Dynamic RAM requires a refresh to maintain the bits. I can tell the LM3364K is a 64KB DRAM from eBay sellers, but was unable to locate any data sheet. So we’ll need to ascertain the pinout ourselves.
The LM3364K is connected to a Mitsubishi M50199P, which does have a readily available data sheet, albeit only one page. Page 13 of probably a larger book of chips. Here it is in its entirety, the Mitsubishi M50199P Sound Processor Digital Delay:
The two chips are next each other:
and a look at the traces on the reverse side shows they are connected:
This makes sense, because according to the sheet, “The M50199 converts an input analog signal to a digital signal and writes to a memory IC. After a delay it reads out the digital signal from the memory IC and then converts to an analog signal again.” The pinout of the M50199 can therefore be used to help determine the pinout of the LM3364K.
| M50199 | LM3364K |
|---|---|
| 1 A6 (Address 6 Output) | 12 A6 (Address 6 Input) |
| 2 MDI (Memory Data Input) | 11 MDO (Memory Data Output) |
| 3 CAS (Column Address Strobe) | 10 CAS (Column Address Strobe) |
| 4 RESET (Reset Input) | |
| 5 DO (Data Output) | 2 DI (Data Input) |
| 6 W (Write Control Output) | 3 W (Write Control Input) |
| 7 RAS (Row Address Strobe Output) | 4 RAS (Row Address Strobe Input) |
| 8 A0 (Address 0 Output) | 5 A0 |
| 9 A2 (Address 2 Output) | 6 A2 |
| 10 A1 (Address 1 Output) | 7 A1 |
| 11 A7 (Address 7 Output) | 16 A7 |
| 12 A5 (Address 5 Output) | 15 A5 |
| 13 A4 (Address 4 Output) | 14 A4 |
| 14 A3 (Address 3 Output) | 13 A3 |
| 15 D-GND (Digital Ground) | |
| 16 CC1 (Current Control 1) | |
| 17 CC2 (Current Control 2) | |
| 18 SHORT (Short) |
Then the LM3364K DRAM pinout on its own:
| # | LM3364K |
|---|---|
| 1 | N/C |
| 2 | DI (Data Input) |
| 3 | W (Write Control Input) |
| 4 | RAS (Row Address Strobe Input) |
| 5 | A0 |
| 6 | A2 |
| 7 | A1 |
| 8 | |
| 9 | |
| 10 | CAS (Column Address Strobe) |
| 11 | MDO (Memory Data Output) |
| 12 | A6 |
| 13 | A3 |
| 14 | A4 |
| 15 | A5 |
| 16 | A7 |
Power may be pin 9 and ground pin 8, or pin 1 not connected; could identified with some effort. 5V nominal supply. Time to fire it up? But using DRAM is not trivial. A reply to EEVblog forums: Trying to understand some old school logic… notes The dynamic ram memory back then could have been the TMS4116, and indeed its pinout looks very close to what I’ve ascertained above:
except pin 9 on the LM3364K connects to pin 11 on the M50199 which is A7, the Address 7 Input, though the TMS4116’s pin 9 is VCC (+5V). Pin 1 is VBB (-5V) on the TMS4116 but appears disconnected on the LM3364K. Pin 8 is VDD (+12V) on the TMS4116, it probably is also power-related on the LM3364K. Pin 16 connects through a bypass capacitor, it is VSS (ground) on the TMS4116, maybe the same (or power?) on the LM3364K.

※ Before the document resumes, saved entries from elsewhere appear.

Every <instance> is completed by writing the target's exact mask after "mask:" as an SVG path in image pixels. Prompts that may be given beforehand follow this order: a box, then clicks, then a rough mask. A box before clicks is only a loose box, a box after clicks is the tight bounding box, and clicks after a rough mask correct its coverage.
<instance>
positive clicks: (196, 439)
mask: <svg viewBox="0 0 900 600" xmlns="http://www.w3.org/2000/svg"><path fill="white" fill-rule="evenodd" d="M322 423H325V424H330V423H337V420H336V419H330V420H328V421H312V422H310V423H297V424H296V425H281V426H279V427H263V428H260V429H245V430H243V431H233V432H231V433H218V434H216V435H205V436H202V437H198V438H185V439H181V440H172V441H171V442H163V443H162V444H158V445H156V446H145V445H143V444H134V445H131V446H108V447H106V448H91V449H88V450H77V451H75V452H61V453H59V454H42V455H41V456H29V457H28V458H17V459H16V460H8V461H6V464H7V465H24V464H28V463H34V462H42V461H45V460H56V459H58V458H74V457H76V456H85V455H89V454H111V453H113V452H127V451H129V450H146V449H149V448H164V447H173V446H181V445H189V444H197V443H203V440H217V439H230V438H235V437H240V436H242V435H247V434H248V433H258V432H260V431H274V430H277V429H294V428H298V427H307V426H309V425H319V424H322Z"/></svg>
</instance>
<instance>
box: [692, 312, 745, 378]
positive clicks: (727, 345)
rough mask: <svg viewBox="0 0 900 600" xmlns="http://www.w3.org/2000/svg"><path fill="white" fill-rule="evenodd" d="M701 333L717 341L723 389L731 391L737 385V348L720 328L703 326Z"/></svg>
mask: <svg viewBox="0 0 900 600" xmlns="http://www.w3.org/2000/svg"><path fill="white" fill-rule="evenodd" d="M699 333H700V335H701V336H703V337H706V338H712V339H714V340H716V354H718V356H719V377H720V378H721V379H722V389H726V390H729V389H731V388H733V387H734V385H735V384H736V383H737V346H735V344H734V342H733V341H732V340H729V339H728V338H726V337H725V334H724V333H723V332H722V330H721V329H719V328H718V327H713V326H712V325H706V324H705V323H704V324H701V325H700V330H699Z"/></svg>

To really understand dynamic RAM, the EEVblog forums pointed out IBM Application Note: Understanding DRAM Operation. Specific sequences of CAS and RAS signals are needed. Not a trivial exercise. For now I’m shelving the project to get this DRAM working in a circuit, but at least the pinout is now known.